SEC delays decision on Ark 21Shares’ Bitcoin ETF proposal until 2024; Circle also launches euro stablecoin on Stellar; Crypto influencer Ben ‘Bitboy’ Armstrong arrested!
SEC delays Ark 21Shares’ Bitcoin ETF
The US Securities and Exchange Commission (SEC) has announced that it has delayed its decision on Ark 21Shares’ Bitcoin ETF proposal.
In a statement, the SEC said it needed more time to evaluate the proposal. To this end, the regulator emphasized that it has postponed its decision on the ETF proposal until 10 January 2024.
Similarly, the SEC announced that it has delayed its decision on the Global X Bitcoin Trust until 21 November.
Pressure mounts on Gary Gensler
Shortly before the ETF decision was delayed, a group of Republican and Democratic lawmakers urged SEC Chairman Gary Gensler to approve the spot Bitcoin ETF proposals.
The letter, sent by Representatives Mike Flood, Tom Emmer, Ritchie Jones and Wiley Nickel, noted that spot Bitcoin ETFs would make access to Bitcoin more transparent and secure.
The SEC has not approved any of the spot Bitcoin ETF proposals that have come before it.
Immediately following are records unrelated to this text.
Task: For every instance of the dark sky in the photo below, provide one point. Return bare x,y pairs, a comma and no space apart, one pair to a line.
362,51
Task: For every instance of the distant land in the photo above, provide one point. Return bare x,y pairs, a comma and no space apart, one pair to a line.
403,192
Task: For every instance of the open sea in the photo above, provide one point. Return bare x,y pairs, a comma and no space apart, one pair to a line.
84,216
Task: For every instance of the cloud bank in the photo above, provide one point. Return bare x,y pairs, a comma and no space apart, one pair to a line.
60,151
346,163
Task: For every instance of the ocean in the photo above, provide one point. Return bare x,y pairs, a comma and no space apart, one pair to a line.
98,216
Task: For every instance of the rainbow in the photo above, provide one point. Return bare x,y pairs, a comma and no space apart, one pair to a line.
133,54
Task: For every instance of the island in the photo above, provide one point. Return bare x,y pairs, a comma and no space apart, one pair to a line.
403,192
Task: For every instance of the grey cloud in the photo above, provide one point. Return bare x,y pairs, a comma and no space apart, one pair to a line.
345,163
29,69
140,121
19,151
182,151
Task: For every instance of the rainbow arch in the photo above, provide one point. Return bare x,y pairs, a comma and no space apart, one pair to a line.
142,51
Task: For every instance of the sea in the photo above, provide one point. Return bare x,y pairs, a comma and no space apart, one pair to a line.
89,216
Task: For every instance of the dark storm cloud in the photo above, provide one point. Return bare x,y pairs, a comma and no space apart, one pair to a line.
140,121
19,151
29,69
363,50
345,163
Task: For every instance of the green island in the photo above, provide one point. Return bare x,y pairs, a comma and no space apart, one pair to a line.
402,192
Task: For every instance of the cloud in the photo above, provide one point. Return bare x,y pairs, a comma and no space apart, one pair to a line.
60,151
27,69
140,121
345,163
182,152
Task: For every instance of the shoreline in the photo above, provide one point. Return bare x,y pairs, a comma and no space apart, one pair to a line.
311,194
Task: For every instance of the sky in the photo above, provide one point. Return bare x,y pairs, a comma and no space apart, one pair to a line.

The regulator announced a few weeks ago that it was delaying its decision on many of the companies’ applications.
However, Grayscale Investments won its spot Bitcoin ETF case against the SEC. While this does not mean that the SEC will have to approve the spot Bitcoin ETF, it will force it to reconsider the proposal.
Circle also launches euro stablecoin on Stellar
Stablecoin issuer Circle has launched its euro-based stablecoin, EURC, on Stellar, it was announced on 26 September. The stablecoin was previously only available on Ethereum and Avalanche.
Stablecoins are an important part of the web3 ecosystem. They allow users to send, borrow and lend money over the blockchain network in exchange for interest. Backed by the US dollar, USDT and USDC are currently the sixth and seventh largest cryptocurrencies by market capitalisation. According to Etherscan, USDT is the third largest consumer of gas feet on the Ethereum network.
The majority of stablecoins are backed by the US dollar. If a user wants to send Web3 payments in their local currency, there are not many options.
USDC issuer Circle tried to help solve this problem by launching EUROC, an ether-backed stablecoin, in 2022. According to research published by the Bank for International Settlements, the euro is the second most traded fiat currency in the world.
It is currently the official currency of 20 European countries. On 25 May, Circle launched a new version of EUROC on Avalanche, and on 23 September it changed its name to EURC.
With the latest announcement, EURC is supported by three blockchain networks.
Crypto influencer Ben ‘Bitboy’ Armstrong was arrested!
Crypto influencer Ben Armstrong, formerly known as BitBoy, has reportedly been arrested while live-streaming outside the home of a former business partner who he claimed owned his Lamborghini.
Before his YouTube broadcast, he announced that he would be “live streaming from a very private location soon”.
Less than an hour later, Armstrong was live-streaming from the home of Carlos Diaz, a consultant and NFT investor with apparent ties to the HIT network. Armstrong launched into a tirade claiming that Diaz was “trying to kill him” by claiming he had ties to the Houston mafia.
“I’m not afraid of you, Carlos,” he shouted.
About 19 minutes into the show, Armstrong was confronted by local police who asked him if he had a gun on him, which he denied.
Armstrong was then ordered to put the phone down and the broadcast went blank for the remaining 17 minutes, although audio of a conversation between Armstrong and police officers can still be heard.
According to the Gwinnett County, Georgia Sheriff’s Office, Benjamin Charles Armstrong was taken into custody at 9.11am local time on 25 September and is currently being held in jail.
Diaz posted a message on 26 September confirming that Armstrong had arrived at his home.
In late August, Hit Network, which controls the BitBoy Crypto brand, cut ties with its public face Ben Armstrong, citing problems with substance abuse and financial damage to employees.